Before Gwen Stefani and Gavin Rossdale’s nanny Mindy Mann was the nanny/husband fucker of the moment, Christine Ouzounian was ruling the nanny/side ho/shameless attention whore game. Christine the Nanny was racking up those fame whore credits by cruising down the stroll in her drop top Lexus and posing for staged paparazzi bikini shoots. But then she sort of disappeared and I figured she was laying low while working on her tell-all, a spread in Hustler and an Oxygen reality show. Well, Entertainment Tonight says that you shouldn’t expect Christine to make the most out of her 5 seconds of fame by reenacting her alleged affair with Ben Affleck in a soft-core porn titled The Hand That Rocked Batman’s Dick, because she’s currently living in the Bahamas with a dude she used to be engaged to.

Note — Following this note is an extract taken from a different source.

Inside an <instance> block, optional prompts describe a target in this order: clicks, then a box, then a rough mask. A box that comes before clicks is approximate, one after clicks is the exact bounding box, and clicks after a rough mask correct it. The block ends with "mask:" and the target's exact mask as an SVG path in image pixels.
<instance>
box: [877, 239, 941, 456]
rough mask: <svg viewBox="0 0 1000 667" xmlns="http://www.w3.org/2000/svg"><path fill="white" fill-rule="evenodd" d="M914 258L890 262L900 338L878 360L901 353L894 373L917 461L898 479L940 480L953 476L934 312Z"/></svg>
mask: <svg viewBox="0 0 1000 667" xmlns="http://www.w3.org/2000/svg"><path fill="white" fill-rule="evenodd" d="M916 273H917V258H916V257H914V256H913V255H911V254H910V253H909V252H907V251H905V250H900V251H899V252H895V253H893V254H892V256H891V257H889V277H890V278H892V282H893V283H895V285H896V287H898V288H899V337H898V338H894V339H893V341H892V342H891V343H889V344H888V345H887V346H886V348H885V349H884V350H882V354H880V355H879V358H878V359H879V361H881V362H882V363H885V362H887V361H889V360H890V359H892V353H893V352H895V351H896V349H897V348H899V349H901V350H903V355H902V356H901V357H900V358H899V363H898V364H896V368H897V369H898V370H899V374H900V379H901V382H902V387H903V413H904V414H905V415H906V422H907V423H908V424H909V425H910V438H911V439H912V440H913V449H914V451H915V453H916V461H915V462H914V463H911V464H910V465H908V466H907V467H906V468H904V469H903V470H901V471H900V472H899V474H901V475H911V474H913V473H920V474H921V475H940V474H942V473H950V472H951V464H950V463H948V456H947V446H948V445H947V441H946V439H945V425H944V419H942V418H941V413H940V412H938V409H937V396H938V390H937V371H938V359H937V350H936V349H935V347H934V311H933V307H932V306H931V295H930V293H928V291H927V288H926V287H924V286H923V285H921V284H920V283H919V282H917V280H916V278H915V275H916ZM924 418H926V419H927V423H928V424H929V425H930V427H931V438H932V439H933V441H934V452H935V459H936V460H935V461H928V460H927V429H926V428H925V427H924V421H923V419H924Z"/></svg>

ET says that Christine the Nanny was engaged to fisherman Christoph Albury until he dumped her ass in June, which was when she was in the Bahamas with Ben Affleck and Jennifer Garner. The rumor is that Ben and Christine did it in the Bahamas . ET’s source says that Christine and Christoph (couple name: Christ Squared) were supposed to hang out during her trip to the Bahamas, but “something happened” and he didn’t want to see her. Christoph probably knew that it would be really awkward to hang out with Christine while Batffleck’s bat dick was up her punane. But the source says that Christoph is over it now and the two are together again. She’s staying in the Bahamas “indefinitely” and she and Christoph have been busting out PDA shit all over the island.
They’re hitting up local bars together, where the two haven’t been afraid to cuddle up. In other words, Ouzounian and Albury aren’t hiding their reunion. “It’s really strange,” the source says. “It’s like they’ve just gone back to normal and the Ben stuff didn’t even happen.”
This is what the fisherman looks like and yes, my dirty, tore-up starfish would definitely grab onto his hook.
Christine the Nanny obviously realized that chasing Ben Affleck peen was not the way to go and her heart led her back to her true soulmate. Or she wasn’t able to turn that mild scandal into a fame whore empire and so she took Ben and Jen’s “shut your goddamn mouth and get out of town” money and went off to drown her sorrows on fisherman dick in paradise. And Entertainment Tonight didn’t tell us what happened to that drop top Lexus. I’m guessing she sold it and used the money to put a down payment on boat she named the “S.S. F U Ben.”